More than once recently, I have closed a just-finished book and signed dramatically, saying something along the lines of, "Best book ever," or "That was so incredible that I am afraid to begin anything new since it cannot possibly live up to this one," or "From now on, I will only read the best literature available because life is too short to read anything not on caliber with this author."
It is a glorious problem to have, of course, and happens more often now because I collect book recommendations from people who know of what they speak, and I read reviews like my life depends on it. If it were not for the library and their willingness to truck in books from all over the state upon request, I would go broke.
As it is, there are a few book subscription services that I have contemplated joining (namely Book People Trust Fall and Indiespensable - mostly because those two send out such phenomenal books), but I am put off by both the cost and the clutter that would ensue. I just do not have much interest in collecting signed first editions with slipcases (as with Indiespensable) and typically pass on just-finished books to the very next person I see. Instead, I tend to visit the websites of each of those services and fill up my reading list with the newest titles in their subscriptions.
I know they curate these subscription boxes to make money, so it seems a bit cannibalistic of me to then take the title and put it on hold at the library instead of supporting the independent bookstores from which I obtained the title, but I read at the rate of approximately 50-60 books per year, and money doesn't exactly grow on trees...
Today I am linking up with Modern Mrs. Darcy to share short and casual snippet-like reviews of the books I have read over the past month.
Pretty Girls is straight-up psychological thriller stuff, the kind of book you might pick up at the airport and take to the beach, but I do not mean that in a derogatory way. Karin Slaughter is an absolute master in this genre, and her novels never disappoint. As always, the characters are flawed and well-drawn, and the setting itself seems part of the story. This one takes place in Athens, GA (where I live) and it is spectacularly eerie to see the streets, restaurants, and bars that are *my* stomping ground used as the sites for these (fictional) events. The plot is centered around the disappearance of a college student in 1991 (when I was a student at UGA), though it takes place 20 or so years later, and it has all the elements of a good suspenseful page-turner. As with many books of this type though, the highly sensitive reader might not be able to stomach the violence.
The Thirteenth Tale reads like a love letter to bookworms.

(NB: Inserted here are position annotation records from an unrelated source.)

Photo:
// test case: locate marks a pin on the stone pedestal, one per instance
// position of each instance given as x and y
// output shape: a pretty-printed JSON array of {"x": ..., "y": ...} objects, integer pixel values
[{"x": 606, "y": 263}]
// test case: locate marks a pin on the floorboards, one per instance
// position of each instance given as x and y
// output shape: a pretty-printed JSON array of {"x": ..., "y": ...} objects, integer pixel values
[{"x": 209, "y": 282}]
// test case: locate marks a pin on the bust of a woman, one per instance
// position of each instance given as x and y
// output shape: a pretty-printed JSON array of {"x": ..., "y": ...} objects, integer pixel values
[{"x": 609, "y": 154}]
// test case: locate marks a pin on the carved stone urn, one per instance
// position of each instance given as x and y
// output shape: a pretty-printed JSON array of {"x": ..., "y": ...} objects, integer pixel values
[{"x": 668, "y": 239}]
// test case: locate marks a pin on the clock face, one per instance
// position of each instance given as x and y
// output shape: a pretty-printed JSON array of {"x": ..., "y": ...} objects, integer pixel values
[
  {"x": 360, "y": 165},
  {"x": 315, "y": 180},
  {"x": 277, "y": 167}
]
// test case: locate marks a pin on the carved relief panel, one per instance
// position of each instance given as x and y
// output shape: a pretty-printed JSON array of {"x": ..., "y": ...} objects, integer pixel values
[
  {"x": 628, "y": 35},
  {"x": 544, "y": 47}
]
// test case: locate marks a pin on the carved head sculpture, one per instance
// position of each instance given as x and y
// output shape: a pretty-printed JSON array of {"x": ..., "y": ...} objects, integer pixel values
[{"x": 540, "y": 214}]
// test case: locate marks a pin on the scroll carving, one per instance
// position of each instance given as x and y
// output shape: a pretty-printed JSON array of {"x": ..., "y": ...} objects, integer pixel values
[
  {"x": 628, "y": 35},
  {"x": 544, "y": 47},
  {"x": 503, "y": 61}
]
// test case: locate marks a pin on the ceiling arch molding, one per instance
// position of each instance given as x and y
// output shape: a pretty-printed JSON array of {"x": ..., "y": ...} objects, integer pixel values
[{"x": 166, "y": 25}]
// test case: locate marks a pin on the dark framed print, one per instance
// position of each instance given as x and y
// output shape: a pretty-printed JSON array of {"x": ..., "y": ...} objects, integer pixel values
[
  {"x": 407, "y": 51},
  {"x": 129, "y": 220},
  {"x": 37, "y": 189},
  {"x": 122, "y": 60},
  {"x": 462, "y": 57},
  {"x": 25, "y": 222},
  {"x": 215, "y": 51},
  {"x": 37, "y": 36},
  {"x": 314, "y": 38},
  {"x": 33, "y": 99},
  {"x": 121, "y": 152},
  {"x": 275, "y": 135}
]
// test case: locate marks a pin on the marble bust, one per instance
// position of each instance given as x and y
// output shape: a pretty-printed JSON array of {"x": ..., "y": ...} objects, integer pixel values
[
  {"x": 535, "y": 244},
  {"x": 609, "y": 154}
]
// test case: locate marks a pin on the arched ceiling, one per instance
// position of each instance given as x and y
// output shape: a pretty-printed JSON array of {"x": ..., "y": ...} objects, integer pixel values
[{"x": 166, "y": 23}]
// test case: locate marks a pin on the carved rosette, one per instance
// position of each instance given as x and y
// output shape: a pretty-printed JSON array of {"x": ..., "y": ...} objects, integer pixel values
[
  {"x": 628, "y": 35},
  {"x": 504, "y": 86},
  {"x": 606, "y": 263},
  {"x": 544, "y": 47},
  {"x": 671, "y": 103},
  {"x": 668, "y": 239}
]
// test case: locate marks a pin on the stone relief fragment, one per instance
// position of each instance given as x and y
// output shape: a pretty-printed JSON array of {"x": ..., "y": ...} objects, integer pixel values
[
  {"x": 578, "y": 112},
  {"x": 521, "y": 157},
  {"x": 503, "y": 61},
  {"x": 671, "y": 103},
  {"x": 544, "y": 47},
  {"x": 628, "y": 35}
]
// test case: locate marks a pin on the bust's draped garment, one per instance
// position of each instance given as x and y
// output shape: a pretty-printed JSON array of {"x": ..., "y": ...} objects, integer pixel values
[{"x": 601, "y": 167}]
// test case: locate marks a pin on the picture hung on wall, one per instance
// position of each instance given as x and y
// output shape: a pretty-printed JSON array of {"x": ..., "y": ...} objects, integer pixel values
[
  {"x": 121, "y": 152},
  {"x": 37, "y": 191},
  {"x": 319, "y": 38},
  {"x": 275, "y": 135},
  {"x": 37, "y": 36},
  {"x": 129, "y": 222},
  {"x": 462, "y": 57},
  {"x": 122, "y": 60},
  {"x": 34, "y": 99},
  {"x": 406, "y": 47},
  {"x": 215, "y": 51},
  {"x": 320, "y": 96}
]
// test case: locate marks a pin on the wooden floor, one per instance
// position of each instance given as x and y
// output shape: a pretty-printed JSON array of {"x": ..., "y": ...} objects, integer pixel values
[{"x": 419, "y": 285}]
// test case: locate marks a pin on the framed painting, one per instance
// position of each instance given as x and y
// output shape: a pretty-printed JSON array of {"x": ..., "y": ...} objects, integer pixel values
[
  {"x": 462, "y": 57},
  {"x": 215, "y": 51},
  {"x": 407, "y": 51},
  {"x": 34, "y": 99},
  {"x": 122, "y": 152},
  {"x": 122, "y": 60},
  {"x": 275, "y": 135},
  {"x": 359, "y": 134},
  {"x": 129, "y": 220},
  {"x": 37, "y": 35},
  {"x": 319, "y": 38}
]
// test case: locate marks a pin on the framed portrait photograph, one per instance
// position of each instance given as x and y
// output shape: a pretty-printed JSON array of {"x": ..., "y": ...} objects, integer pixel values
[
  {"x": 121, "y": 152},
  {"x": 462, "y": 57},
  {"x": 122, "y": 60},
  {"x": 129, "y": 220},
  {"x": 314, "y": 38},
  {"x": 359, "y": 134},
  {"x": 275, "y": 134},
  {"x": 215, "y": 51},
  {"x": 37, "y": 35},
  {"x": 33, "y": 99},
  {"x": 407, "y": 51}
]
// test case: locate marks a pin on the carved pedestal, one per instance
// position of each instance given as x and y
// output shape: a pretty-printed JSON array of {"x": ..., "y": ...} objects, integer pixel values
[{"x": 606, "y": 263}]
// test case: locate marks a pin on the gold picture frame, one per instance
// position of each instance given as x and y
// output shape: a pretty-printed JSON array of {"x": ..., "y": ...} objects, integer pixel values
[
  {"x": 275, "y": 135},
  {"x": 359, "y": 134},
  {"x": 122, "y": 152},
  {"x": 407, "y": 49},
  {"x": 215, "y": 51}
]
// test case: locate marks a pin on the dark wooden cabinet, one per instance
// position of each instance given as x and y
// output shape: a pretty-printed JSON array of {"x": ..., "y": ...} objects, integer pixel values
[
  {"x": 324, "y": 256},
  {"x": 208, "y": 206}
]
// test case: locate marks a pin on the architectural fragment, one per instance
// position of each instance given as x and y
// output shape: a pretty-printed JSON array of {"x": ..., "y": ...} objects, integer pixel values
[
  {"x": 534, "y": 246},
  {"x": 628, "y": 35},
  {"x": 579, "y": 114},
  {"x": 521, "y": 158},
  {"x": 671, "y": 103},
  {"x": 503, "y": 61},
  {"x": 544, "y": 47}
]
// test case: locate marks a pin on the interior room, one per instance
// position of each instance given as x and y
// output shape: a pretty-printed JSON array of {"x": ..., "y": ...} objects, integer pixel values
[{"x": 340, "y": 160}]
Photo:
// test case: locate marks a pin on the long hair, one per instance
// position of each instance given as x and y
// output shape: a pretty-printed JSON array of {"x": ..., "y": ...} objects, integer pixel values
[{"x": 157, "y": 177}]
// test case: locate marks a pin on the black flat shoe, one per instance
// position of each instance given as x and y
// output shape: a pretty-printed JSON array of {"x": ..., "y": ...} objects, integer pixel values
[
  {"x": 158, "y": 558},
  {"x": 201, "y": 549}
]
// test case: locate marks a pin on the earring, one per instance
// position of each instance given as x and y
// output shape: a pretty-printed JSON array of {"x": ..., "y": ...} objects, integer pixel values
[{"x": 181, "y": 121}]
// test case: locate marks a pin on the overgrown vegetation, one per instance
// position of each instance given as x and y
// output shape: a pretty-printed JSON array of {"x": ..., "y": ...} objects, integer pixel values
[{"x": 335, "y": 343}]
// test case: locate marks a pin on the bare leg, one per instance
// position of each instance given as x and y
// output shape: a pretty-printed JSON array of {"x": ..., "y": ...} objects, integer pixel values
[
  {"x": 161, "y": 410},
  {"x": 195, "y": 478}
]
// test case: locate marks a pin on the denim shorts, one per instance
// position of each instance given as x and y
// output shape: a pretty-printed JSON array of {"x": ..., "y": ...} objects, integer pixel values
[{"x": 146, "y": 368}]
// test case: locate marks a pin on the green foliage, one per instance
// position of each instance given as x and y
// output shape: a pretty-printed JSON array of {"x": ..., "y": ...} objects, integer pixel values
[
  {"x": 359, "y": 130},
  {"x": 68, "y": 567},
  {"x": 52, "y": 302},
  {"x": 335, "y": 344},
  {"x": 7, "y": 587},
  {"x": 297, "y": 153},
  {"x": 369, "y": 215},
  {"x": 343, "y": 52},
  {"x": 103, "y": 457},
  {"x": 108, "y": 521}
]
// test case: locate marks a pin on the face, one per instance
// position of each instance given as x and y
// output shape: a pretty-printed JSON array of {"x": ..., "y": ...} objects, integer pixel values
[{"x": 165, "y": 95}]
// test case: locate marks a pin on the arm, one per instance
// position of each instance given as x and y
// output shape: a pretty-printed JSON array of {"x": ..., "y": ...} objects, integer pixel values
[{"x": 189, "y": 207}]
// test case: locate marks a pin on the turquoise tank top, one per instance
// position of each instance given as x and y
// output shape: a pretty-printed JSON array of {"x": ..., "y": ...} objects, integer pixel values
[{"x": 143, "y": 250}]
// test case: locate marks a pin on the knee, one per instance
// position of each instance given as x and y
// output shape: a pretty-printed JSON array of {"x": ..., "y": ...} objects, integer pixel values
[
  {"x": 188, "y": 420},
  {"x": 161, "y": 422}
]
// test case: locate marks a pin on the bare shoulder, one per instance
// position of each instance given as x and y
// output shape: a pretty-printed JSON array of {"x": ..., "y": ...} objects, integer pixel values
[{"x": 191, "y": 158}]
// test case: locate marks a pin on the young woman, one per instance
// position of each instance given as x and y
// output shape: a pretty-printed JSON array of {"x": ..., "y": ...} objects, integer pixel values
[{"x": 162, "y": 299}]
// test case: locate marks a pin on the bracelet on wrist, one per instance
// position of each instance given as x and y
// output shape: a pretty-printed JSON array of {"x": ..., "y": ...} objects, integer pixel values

The novel is, in fact, a story about a story, and though there is suspense, it is nearly secondary to the characters and to the setting. I lost myself in this glorious book, and walked around in a daze when it was over. To say more would be to spoil the depth and the magic.
Ann Patchett is in top form with Bel Canto, a novel in which a large party of diplomats, politicians, and corporate heads (and one world-renowned, beloved soprano) are taken hostage by a group of terrorists. The entire action of the book takes place within the walls of the compound (somewhere in South America), and though the story is told from many different points of view, never is the reader given a glimpse of what is going on in the outside world. The hostages and the terrorists are bound together by proximity and by their own humanity during the months-long standoff, and while the story appears light-hearted through much of the daily goings-on, there is a sense of urgency as the book comes to a close and the reader is tormented with the sense that each and every one of the characters cannot possibly ride off into the sunset.
The Art of Memoir is a master class in both writing and reading the memoir genre. Karr has written three top-notch memoirs of her own, and heads an award-winning graduate seminar at Syracuse on, you guessed it, the art of writing memoir. The first part of the book was a little slow, but it didn't take long before it was so engrossing that it became hard to put down. The author takes apart and analyzes both well-known and obscure memoirs, and even spends a lot of pages (so many pages) writing about her own process of writing about herself. Were she anyone else, this might seem self-serving or cringe-inducing, but as she is a phenomenal writer in her own right, it made me want to go back and re-read her earlier books. At the end is a fairly exhaustive list of memoirs which has turned my library hold list into a behemoth. The book may sound a little dry, but if you have any interest in writing (whether memoir or not), the insights are invaluable. As well, reading this has changed the entire way I read and think about autobiographical works. Highly recommend for those who want to hone their own writing, who enjoy reading, and/or who would like to better examine their own life.